Gardus turned to see Solus, the Judicator-Prime, striding towards him, one hand resting on the storm gladius sheathed on his hip and the bulky shape of his boltstorm crossbow over one shoulder. Solus had no war-name, and to his credit, did not seem to desire one. He was the steadiest of Gardus’s subordinates, with a cool mind and a calm hand, regardless of the situation.
‘Only if you were not here to watch over us, Solus.’
‘As you say, Lord-Celestant. I and my Judicators shall see to it that no enemy shall catch our Warrior Chamber unawares,’ Solus said. ‘No allies either, more is the pity.’
Gardus nodded, knowing who Solus referred to. They had come here to wage war, but also to rebuild an old alliance. Only the former was his concern, and by extension that of his men. Others were occupied searching for the mysterious queen of this realm. It was Gardus’s task to ensure that they had good news to tell her when they found her.
‘Our purpose remains the same, regardless. We cleanse this place and hold it until we are ordered to do otherwise. That is what Sigmar has asked of us, and that is what we shall do,’ Gardus said. ‘Once Feros has finished shattering these stones and we have taken control of the realmgate, Lord-Castellant Grymn, Lord-Relictor Morbus and the others will be free to join us here. Perhaps once that occurs, the folk of the Jade Kingdoms – human and otherwise – will rise to join us. Until then–’

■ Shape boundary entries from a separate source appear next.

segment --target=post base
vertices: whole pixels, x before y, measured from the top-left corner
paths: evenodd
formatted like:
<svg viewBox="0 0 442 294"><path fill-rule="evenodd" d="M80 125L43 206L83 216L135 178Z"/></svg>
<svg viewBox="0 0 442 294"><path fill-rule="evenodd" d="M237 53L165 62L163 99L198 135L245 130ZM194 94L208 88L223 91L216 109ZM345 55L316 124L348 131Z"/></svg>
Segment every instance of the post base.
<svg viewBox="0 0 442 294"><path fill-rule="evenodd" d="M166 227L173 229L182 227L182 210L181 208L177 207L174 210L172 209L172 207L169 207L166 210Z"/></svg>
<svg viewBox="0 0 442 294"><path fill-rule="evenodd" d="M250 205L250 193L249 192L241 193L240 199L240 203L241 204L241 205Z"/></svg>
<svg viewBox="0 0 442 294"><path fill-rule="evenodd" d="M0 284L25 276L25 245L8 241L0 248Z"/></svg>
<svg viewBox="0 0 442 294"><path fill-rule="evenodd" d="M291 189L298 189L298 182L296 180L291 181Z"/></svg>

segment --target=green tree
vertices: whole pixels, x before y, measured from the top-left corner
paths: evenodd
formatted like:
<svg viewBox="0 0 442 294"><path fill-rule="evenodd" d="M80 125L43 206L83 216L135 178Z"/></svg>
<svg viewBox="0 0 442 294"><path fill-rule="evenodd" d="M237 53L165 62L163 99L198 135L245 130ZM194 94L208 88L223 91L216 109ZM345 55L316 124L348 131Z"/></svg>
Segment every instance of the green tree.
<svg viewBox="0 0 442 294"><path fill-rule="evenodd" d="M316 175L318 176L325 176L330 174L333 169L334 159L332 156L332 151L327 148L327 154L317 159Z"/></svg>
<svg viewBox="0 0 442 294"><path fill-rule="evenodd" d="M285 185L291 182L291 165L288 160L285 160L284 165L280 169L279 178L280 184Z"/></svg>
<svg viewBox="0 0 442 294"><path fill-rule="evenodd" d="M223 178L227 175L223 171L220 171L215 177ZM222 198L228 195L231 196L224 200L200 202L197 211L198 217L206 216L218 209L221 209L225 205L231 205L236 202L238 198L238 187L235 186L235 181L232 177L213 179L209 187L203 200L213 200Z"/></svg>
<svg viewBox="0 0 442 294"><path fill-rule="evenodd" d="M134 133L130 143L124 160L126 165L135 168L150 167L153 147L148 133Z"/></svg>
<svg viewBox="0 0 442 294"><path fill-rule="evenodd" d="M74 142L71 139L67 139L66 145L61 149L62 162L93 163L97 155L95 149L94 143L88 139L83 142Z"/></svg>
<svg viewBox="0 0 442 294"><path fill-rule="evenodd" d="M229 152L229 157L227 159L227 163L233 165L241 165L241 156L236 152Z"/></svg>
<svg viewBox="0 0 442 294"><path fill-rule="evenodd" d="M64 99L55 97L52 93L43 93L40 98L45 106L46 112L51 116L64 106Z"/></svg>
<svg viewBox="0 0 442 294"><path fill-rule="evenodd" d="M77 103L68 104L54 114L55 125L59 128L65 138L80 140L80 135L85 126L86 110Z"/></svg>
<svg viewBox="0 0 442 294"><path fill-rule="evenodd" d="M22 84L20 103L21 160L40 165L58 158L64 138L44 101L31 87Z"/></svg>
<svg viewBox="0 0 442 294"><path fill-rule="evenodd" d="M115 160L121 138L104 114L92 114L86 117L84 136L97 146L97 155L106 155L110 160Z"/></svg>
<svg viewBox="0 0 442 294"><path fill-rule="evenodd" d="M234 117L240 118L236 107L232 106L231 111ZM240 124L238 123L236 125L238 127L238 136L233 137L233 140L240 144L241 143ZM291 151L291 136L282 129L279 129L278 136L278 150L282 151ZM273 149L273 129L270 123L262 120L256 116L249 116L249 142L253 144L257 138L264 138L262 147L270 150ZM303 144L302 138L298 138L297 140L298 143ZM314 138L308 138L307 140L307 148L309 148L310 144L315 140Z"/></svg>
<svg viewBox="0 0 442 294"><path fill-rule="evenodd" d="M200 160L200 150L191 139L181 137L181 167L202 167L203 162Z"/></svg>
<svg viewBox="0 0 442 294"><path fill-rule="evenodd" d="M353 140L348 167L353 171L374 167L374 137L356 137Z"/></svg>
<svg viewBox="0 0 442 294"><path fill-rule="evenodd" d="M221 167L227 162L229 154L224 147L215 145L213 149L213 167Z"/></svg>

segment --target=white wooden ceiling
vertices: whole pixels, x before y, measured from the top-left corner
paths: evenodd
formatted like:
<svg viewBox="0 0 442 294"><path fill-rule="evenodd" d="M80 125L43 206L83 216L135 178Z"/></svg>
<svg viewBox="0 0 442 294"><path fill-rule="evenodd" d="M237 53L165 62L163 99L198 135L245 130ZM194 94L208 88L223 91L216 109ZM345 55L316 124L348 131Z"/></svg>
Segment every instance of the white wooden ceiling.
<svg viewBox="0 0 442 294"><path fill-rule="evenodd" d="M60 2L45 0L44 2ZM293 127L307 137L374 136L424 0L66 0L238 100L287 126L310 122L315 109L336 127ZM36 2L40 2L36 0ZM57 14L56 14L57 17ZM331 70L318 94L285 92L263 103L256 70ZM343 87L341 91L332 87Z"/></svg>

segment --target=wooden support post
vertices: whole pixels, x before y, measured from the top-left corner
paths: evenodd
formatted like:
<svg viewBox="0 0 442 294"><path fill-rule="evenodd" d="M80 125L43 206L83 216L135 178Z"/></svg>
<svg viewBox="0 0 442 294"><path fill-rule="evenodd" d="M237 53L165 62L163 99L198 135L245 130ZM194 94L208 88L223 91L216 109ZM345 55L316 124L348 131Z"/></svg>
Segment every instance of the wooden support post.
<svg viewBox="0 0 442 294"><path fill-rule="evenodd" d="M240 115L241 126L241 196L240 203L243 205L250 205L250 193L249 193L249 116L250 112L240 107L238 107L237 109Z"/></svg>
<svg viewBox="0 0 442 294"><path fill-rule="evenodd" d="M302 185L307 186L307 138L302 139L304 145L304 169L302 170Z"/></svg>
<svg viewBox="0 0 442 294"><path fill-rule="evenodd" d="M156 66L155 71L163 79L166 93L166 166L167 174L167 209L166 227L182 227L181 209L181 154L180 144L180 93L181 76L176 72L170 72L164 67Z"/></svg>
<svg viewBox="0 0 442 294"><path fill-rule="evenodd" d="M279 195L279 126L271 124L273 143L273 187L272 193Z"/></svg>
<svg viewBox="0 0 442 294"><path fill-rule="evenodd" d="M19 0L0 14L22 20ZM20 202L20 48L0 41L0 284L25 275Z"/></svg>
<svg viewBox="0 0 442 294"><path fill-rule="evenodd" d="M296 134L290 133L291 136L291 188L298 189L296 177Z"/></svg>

‘Until then, we are to fight their battles for them and die on their behalf?’
Gardus turned to meet the gaze of his Liberator-Prime. ‘Aetius,’ he replied.
‘I do not like this place,’ Aetius Shieldborn said, softly. ‘There is poison in the air, and the ground shudders like a sick animal.’ Aetius was as brave as a gryph-hound, but forever casting a stern eye on his fellows and the world around him. He nodded tersely to Solus, as the latter moved off to see to his task.
‘That is why we are here,’ Gardus said gently. ‘If we fail, this great forest realm might become a sour canker in the flesh of the Jade Kingdoms, a seeping malignance which no fire can cleanse and no magic can exorcise.’ He tapped Aetius’s pauldron with his hammer. ‘Much is demanded…’
‘…of those to whom much has been given,’ Aetius finished, bowing his head. He looked away and asked, ‘What of us, then, Lord-Celestant? What is our task now that the enemy has been broken?’
‘Watch for the foe while Feros and his Retributors finish seeing to these abominable stones. Help where you are needed. The quicker we are finished, the better. Whatever they sought to build here, we must utterly destroy, Aetius,’ Gardus said. ‘Only then can we take the Gates of Dawn for ourselves, and then the Lord-Castellant and the rest of our brothers will be able to march forth from the Gates of Azyr and join us here.’